# Carbon handlebar for Look 566?



## scuollo (Aug 2, 2010)

I am building a Look 566, so far with Campy Chorus, Easton EA90SL wheels. I am looking for a handlebar and stem and debating if a carbon bar is worth the extra cost over an alloy bar. I have seen some opinions that a carbon bar is of no extra compliance benefit on a carbon frame. Yes - it looks better and matches the bike,and I know after paying what I have for even used components an extra $100 is kinda trivial. But a buck is a buck and I want everything on the bike to not only have a story but add to performance.

What has been the experience of this group? Is there a benefit to a carbon bar on the 566?


----------



## skyliner1004 (May 9, 2010)

if you're aiming for top performance, carbon will give lowest weight in the handlebar. you will pay for it, but they're lighter.

For my 566, i aimed for best bang/buck/looks and went with the Ritchey WCS Logic II in 40cm width. The exact weight of it on my home scale is 248g. 

carbon will not get you any vibration dampening that you can't achieve with 2 less psi in your front tire, a softer saddle, thicker padded shorts, gloves, or softer handlebar tape.

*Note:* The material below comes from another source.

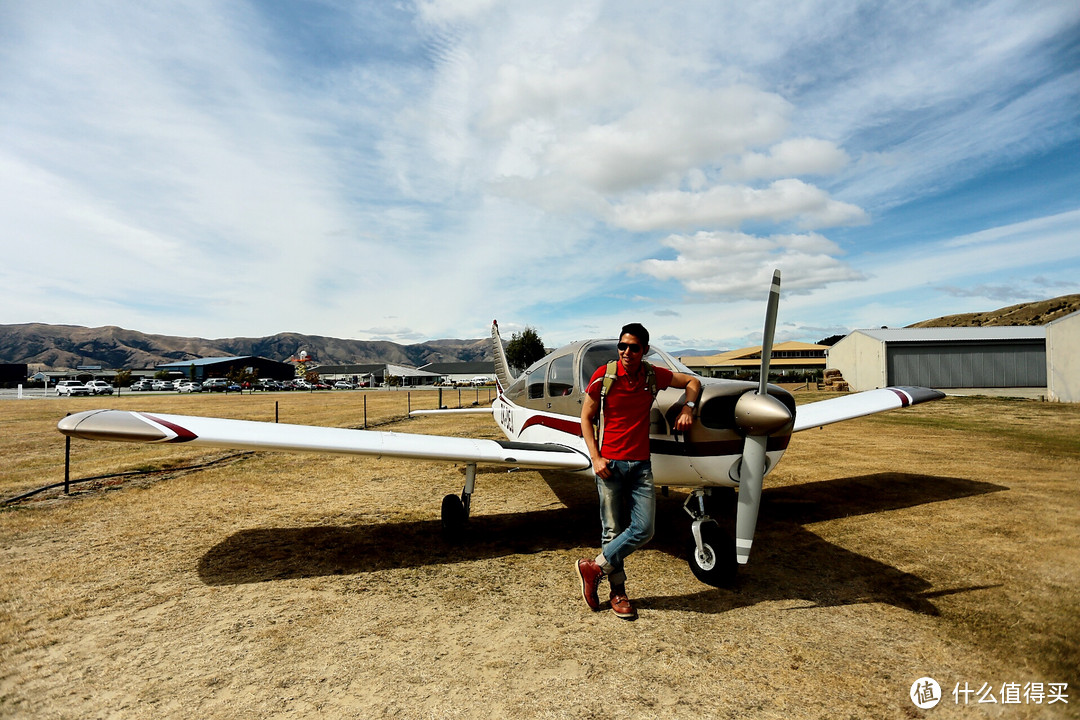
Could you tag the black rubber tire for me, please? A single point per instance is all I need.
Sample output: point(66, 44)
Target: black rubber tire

but it looks like you're already spending a pretty good amt on your 566, so i wouldn't be surprised if you decided to throw down the $$ for carbon. it sure would look good! Ritchey Superlogic is some good stuff.


----------



## scuollo (Aug 2, 2010)

I do not see a great weight advantage between a good alloy bar and a carbon one, but yes carbon is lighter at a cost. Thanks for your observation on vibration too. 
I was looking for a "ergo" bend, versus the "anatomic" bend I see on most of the Ritchey and Easton bars. I am considering Deda, FSA, Zipp, 3T.


----------



## Weav (Jun 21, 2009)

3T has some nice stems that would go great with the 566, especially if you have the red pinstripe paint on your bike. http://www.glorycycles.com/3tstems.html

They probably have matching bars and seatpost as well. 

Ritchey makes some nice stuff too.


----------